Ahsoka contemplated kicking him in the groin. He wasn’t wearing his armor; it would hurt. “Coric, if this turns into a fight people will get seriously hurt! Maybe killed!”

Rex, sweat dripping into his eyes, was beginning to realize what was going on. His grip on Fiver’s arm loosened slightly and he peered into the crowd, searching for someone to give him a clue. For some reason – probably because she was short and orange while everyone else _wasn’t_ – his gaze latched onto hers.

She turned desperately to Coric. “Signal him to take the hit,” she hissed.

His eyes widened, and she caught a flash of it, that hostility and distrust that all the clones carried and kept hidden. She recoiled, stung.

“It won’t be any of ours that gets hurt,” Coric growled, yanking his arm free.  “If they decide to take us on, that’s their problem.”

Ahsoka decided that reminding him these were his _brothers_ would only make him angrier at her. She took a deep breath and tried to remember her training. “Coric, what’s this really about? Really?”

He eyed her for a long, thoughtful moment. But it was Dax who answered: “Order.”

Ahsoka peered at him in confusion. “What do you mean, what orders?”

“Not orders,” he said. “Just one.”

Something cold was passing through the air where Coric stood, something like fear and dread and maybe despair; he was looking directly at her. Afterwards, much later, Ahsoka realized it had felt like nothing so much as the Dark Side, that nebulous feeling that clung to Ventress and Dooku wherever they went. As if a silent, shadowy hand had reached through Coric, for her.

He twitched away, with a hard shake of his head, and the feeling passed.

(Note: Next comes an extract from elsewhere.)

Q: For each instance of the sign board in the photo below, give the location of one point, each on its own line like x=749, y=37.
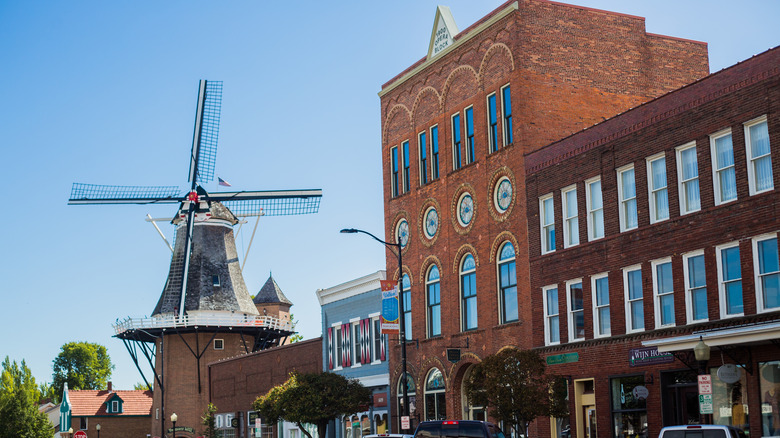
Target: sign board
x=389, y=318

Ahsoka turned back to the fight. Rex was swaying, Fiver was about to pass out from pain, and if he did the room would erupt. Her friends would be in trouble. If he let Fiver up and took the hit, however, the storm would pass.

There wasn’t much time to think. Ahsoka gave him the signal.

Fiver twisted to his feet with snakelike grace. Rex, off-balance and tired, barely had time to twist away before Fiver’s fist collided with his cheek, throwing him backwards several feet.

It took every scrap of will Ahsoka had to not rush forward. She couldn’t see Rex’s hands, but she could tell when he tapped out – the mood of the room changed, everyone walking back from that deadly edge.

She found Coric glaring at her. “I don’t care what order you’re all fighting about,” she said, just loudly enough that her voice would travel to the troopers lurking nearby. “Rex could have died. Whatever it is, it’s not more important than his life.”

Coric shouldered past to help Rex, angrily shoving away some of Fiver’s crew who patted his shoulders roughly in mock-sympathy, nearly knocking him over. Ahsoka was surprised to find Dax watching her with shrewd approval.

“Nice call, sir,” he said, and wandered away.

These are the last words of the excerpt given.